The agenda of a successful retrospective follows these five phases:

  1. Set the goal: what do we want to get out of this meeting?
  2. Gather data: what did we do during the last iteration?
  3. Develop insights: why did things happen the way they did?
  4. Decide on actions: what can we try to have more good and fewer bad things happen?
  5. Close the retrospective: how can this meeting itself be better next time?

A retrospective is a complete waste of time if it stops after the second or third step. At this point, all we did was air our dirty laundry. That only puts the team in a negative mood and makes them feel powerless.

For a retrospective to be useful, we have to leave it with a concrete plan on how we’re going to fix what needs fixing. In the spirit of iterative improvement, those actions can be super tiny. We won’t fix a process that is completely broken in one or two weeks. If we tried, our inevitable failure would only make us feel more powerless.

Luckily, we don’t have to attempt to move mountains. We can focus on one small change in each iteration. Over the course of a few months, these tiny improvements will add up to a huge difference.

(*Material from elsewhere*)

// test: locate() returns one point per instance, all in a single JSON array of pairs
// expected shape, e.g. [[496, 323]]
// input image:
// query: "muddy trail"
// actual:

Engaging the participants in different tasks in every retrospective keeps their creativity high. Instead of asking the same three questions every time, I find it helpful to change the activities up a lot. One week might go heavy on the sticky notes. To switch it up, we’ll use dice and poker chips next week. The week after that we could build something out of modeling clay. The more enjoyable the meeting is, the more valuable I have found the outcome to be. There is no rule that says meetings have to be boring and repetitive.

That’s where my latest side project comes in. Planning a completely new agenda for every retrospective takes a lot of time. My latest tool will help you plan more interesting retrospectives faster. I have a prototype up and running and will likely have something to share in a week or two.

If your retrospectives feel like a waste of time, check if you’re following the phases all the way through. After a good retrospective, a team should have an action plan and feel optimistic. If you’re not, you might be skipping a step or two.